The Morai shifted his gaze back to Ian. “Rayan. Ken-an ni—”
Ian snarled something, too fast for me to understand, and definitely a spell. A tremor passed through the cave, and the Morai’s feet sank into the ground. The rocky surface closed around his ankles. He blinked, glanced down, looked at Ian. The grin slid away.
My brain worked out what the Morai had started to say. Prince, do you not know … Not know what?
I had actually started to ask when Ian interrupted. “Donatti. Kill him.”
“Christ, Ian. He didn’t do anything.”
“He is Morai!”
Before I could respond, a harsh cry tore from the trapped djinn.
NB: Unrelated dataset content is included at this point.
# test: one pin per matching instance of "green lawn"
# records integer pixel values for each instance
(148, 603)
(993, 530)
Eyes narrowed, teeth bared, he cast a hand out toward Ian and shouted something that was unpleasantly familiar. Ian dropped with a scream and writhed on the ground. I understood what had happened seconds before the Morai sent the same spell at me.
Crud. Why did all the evil djinn have to use flame curses?
I had no way to stop it. The magic hit, and burning pain surged through me and drove me to my knees. I dragged myself back across the floor of the cave, inch by painful inch, hoping this one wouldn’t last long. My flesh had so far failed to erupt in fire, but it sure as hell felt like I’d drunk kerosene and swallowed a match. I could practically smell charbroiled Donatti.
As I attempted to crawl into a shadow, hoping snakes didn’t have night vision, the Morai yanked free of the cave floor. He steadied himself, cried, “Ela na’ar!” and gestured in Ian’s direction. I couldn’t see Ian, but I heard him shout in pain.
My own situation forced my focus back to the sensations consuming me. I blinked against imaginary smoke and tried to forget that flame curses could actually kill if you believed in them enough. Screaming nerves, boiling blood, the faint crackle of fire … it was all in my head.
Yeah, right.
I heard one of them mutter something in the djinn tongue and really hoped it was Ian. An instant later, the false fire consuming me vanished. I gasped in relief and twisted semiupright to see the Morai doubled over and coughing up viscous black fluid. Ian had cast a soul drain on him. I’d seen him do it once—but unfortunately, it hadn’t taken the djinn he’d thrown it at long to shake loose.